Island of the World is the story of a child born in 1933 into the turbulent world of the Balkans and tracing his life into the third millennium. The central character is Josip Lasta, the son of an impoverished school teacher in a remote village high in the mountains of the Bosnian interior. As the novel begins, World War II is underway and the entire region of Yugoslavia is torn by conflicting factions: German and Italian occupying armies, and the rebel forces that resist them--the fascist Ustashe, Serb nationalist Chetniks, and Communist Partisans. As events gather momentum, hell breaks loose, and the young and the innocent are caught in the path of great evils; their only remaining strength is their religious faith and their families.
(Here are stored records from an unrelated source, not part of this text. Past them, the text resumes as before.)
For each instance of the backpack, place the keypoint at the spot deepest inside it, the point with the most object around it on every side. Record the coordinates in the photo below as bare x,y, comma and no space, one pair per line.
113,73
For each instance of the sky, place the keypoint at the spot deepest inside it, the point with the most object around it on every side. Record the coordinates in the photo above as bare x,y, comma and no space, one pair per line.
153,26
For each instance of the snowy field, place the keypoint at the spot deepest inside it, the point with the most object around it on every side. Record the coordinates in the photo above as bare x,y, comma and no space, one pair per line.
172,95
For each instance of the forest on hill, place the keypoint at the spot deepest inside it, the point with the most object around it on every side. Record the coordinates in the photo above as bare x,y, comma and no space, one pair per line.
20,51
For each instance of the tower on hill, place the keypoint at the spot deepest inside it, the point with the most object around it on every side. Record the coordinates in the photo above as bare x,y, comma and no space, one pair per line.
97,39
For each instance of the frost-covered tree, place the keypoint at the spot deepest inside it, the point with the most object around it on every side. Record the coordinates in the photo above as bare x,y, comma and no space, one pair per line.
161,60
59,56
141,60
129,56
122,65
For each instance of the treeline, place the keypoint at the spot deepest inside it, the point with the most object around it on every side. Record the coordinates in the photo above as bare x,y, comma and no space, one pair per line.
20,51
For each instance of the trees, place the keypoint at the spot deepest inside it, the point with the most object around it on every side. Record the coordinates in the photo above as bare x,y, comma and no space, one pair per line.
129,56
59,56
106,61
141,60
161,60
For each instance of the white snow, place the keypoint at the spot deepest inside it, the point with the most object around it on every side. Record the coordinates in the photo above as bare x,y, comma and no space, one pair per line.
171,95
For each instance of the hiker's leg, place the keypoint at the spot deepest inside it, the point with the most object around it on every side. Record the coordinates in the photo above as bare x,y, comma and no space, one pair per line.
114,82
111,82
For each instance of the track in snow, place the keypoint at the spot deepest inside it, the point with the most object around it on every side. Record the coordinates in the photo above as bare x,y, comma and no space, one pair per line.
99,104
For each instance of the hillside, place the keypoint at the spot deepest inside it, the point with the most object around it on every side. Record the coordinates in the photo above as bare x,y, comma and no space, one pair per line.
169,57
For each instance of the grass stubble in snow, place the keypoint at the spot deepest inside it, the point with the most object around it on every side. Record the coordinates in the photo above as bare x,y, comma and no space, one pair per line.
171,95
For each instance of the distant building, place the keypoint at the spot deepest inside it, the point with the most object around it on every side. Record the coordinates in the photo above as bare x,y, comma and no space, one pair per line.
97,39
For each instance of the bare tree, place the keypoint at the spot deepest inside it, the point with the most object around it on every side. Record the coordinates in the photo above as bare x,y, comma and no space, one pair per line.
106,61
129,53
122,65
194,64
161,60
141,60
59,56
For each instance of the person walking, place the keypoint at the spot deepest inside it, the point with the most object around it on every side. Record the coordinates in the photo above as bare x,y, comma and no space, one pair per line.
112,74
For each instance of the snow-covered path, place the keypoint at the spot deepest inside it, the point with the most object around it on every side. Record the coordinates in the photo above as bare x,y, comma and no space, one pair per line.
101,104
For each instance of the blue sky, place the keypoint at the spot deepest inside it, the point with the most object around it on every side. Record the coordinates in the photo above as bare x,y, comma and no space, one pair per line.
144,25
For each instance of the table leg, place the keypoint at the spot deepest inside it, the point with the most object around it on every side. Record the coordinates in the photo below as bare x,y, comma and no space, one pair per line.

For more than a century, the confused and highly inflammatory history of former Yugoslavia has been the subject of numerous books, many of them rife with revisionist history and propaganda. The peoples of the Balkans live on the border of three worlds: the Islamic, the orthodox Slavic East, and Catholic Europe, and as such they stand in the path of major world conflicts that are not only geo-political but fundamentally spiritual. This novel cuts to the core question: how does a person retain his identity, indeed his humanity, in absolutely dehumanizing situations?
In the life of the central character, the author demonstrates that this will demand suffering and sacrifice, heroism and even holiness. When he is twelve years old, his entire world is destroyed, and so begins a lifelong Odyssey to find again the faith which the blows of evil have shattered. The plot takes the reader through Josip's youth, his young manhood, life under the Communist regime, hope and loss and unexpected blessings, the growth of his creative powers as a poet, and the ultimate test of his life. There are journeys that show him new worlds and there are numerous characters who affect his life, and who are changed by him. Ultimately this novel is about the ways divine providence can bring forth good fruit from the lives of those who have suffered radical injustice. It is about the crucifixion of a soul--and resurrection.